A capacidade legal a partir da Convenção sobre Direitos das Pessoas com Deficiência



A capacidade legal é uma das primeiras matérias com a qual temos contato no curso de Direito, sendo um elemento essencial para que a pessoa goze de igual participação dentro do ordenamento jurídico e da sociedade. Certos grupos de pessoas, contudo, tiveram por muito tempo seu direito à capacidade plena negado, como é o caso das pessoas com deficiência.


No contexto de uma maior pressão por parte dessas pessoas e das ONGs que as representam, foi elaborada a Convenção sobre os Direitos das Pessoas com Deficiência (CDPD). Seu artigo 12, item 2, ao tratar da igualdade de capacidade legal, dispõe: “Os Estados Partes reconhecerão que as pessoas com deficiência gozam de capacidade legal em igualdade de condições com as demais pessoas em todos os aspectos da vida”.

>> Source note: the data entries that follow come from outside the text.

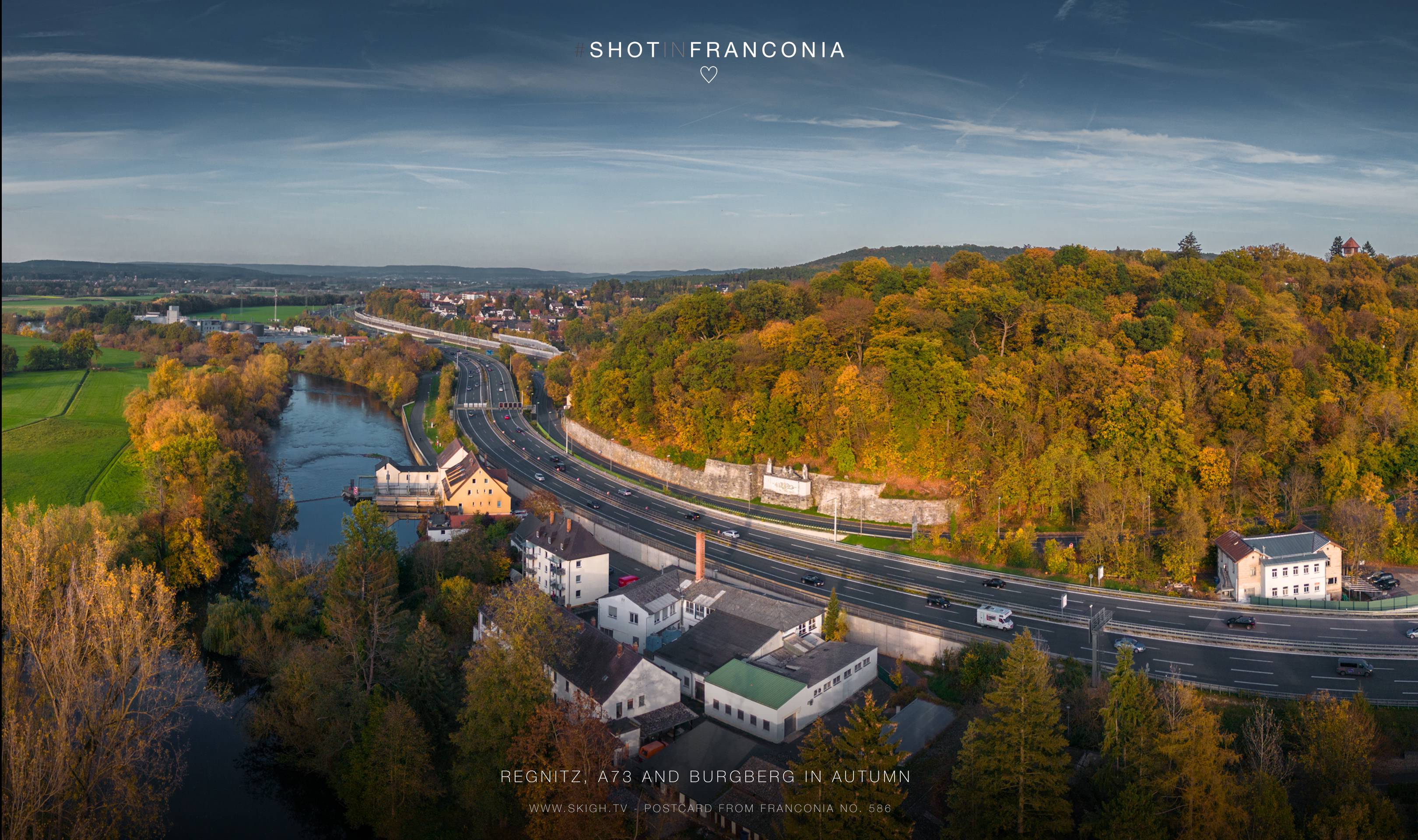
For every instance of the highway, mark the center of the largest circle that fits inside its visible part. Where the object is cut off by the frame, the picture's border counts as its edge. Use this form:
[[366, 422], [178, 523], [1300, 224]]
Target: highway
[[1256, 661]]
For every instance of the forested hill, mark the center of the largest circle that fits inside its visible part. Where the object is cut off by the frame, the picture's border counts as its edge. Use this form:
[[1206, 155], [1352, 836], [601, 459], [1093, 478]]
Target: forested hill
[[1054, 386]]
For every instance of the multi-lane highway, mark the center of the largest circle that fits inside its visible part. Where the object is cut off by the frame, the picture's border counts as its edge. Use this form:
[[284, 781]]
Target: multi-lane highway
[[1257, 661]]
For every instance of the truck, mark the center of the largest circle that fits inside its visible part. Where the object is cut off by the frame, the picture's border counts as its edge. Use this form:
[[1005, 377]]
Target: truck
[[994, 617]]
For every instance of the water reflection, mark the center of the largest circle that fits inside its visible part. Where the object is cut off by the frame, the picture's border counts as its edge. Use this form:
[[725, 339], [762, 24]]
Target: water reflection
[[330, 433]]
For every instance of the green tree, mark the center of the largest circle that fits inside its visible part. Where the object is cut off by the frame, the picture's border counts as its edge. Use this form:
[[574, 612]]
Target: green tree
[[361, 607], [389, 775], [834, 623], [1187, 248], [1011, 774]]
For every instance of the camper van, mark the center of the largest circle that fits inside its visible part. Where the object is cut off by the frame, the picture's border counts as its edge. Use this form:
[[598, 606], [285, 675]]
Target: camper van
[[994, 617]]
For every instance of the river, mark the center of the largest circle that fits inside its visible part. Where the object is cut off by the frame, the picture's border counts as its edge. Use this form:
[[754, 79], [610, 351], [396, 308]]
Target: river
[[330, 433]]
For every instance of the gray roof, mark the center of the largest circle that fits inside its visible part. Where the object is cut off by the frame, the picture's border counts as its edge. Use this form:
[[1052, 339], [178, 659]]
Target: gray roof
[[554, 536], [780, 615], [820, 663], [649, 590], [711, 644]]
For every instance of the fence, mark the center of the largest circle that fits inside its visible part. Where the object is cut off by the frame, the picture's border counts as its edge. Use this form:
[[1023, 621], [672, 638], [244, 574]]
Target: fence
[[1404, 602]]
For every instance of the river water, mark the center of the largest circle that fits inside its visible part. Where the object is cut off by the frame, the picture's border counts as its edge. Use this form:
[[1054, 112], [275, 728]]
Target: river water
[[330, 434]]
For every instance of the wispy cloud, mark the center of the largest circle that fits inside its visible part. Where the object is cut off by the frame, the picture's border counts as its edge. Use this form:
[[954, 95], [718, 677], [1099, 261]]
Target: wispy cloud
[[835, 124]]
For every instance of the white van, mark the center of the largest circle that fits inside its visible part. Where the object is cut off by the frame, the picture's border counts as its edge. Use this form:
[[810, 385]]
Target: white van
[[994, 617]]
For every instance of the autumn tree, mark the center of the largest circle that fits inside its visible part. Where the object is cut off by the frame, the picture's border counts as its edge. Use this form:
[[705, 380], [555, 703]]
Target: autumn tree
[[100, 675], [361, 607], [1011, 773]]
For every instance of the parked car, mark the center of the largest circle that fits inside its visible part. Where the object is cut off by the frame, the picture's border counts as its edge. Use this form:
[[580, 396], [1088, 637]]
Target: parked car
[[1353, 668]]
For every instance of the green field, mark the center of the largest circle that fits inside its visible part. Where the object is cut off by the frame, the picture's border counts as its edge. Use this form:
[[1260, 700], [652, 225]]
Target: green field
[[46, 302], [110, 357], [36, 396], [74, 457]]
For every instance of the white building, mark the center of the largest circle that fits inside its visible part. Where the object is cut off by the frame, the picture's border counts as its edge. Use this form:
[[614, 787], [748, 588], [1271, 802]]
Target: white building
[[1301, 564], [569, 564], [644, 608], [773, 699]]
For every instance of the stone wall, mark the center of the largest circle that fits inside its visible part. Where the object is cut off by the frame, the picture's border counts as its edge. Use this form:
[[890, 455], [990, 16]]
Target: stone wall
[[739, 481], [720, 478]]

Para entender a garantia trazida pelo dispositivo, é essencial compreender em que consiste a capacidade legal a partir Convenção. Um dos pontos mais controversos durante o período de negociação foi se haveria ou não a unificação dos conceitos de capacidade de direito e de fato sob o termo capacidade legal utilizado no texto do tratado. Países como China e Rússia insistiram para que houvesse uma nota de rodapé no artigo, indicando que a capacidade legal consistia apenas na capacidade de direito, ou seja, a garantia de igualdade iria dizer respeito apenas à aptidão para titularizar os direitos civis.


Se assim fosse, não haveria grandes mudanças práticas para as pessoas com deficiência. Ao ser reconhecida apenas a igualdade para ser titular de direitos, estariam mantidas as possibilidades de representação e outras formas de substituição de vontade, pois permitiria que fosse restringido, ou até mesmo suprimido, o exercício livre e autônomo desses direitos.


Contudo, ainda durante as negociações, as ONGs pressionaram para que a Convenção abarcasse sob conceito de capacidade legal não apenas a noção de capacidade de direito, mas também a de capacidade de fato, sendo este o elemento que exprime o direito de exercer, sem intermédio de representante ou assistente, os atos da vida civil[1].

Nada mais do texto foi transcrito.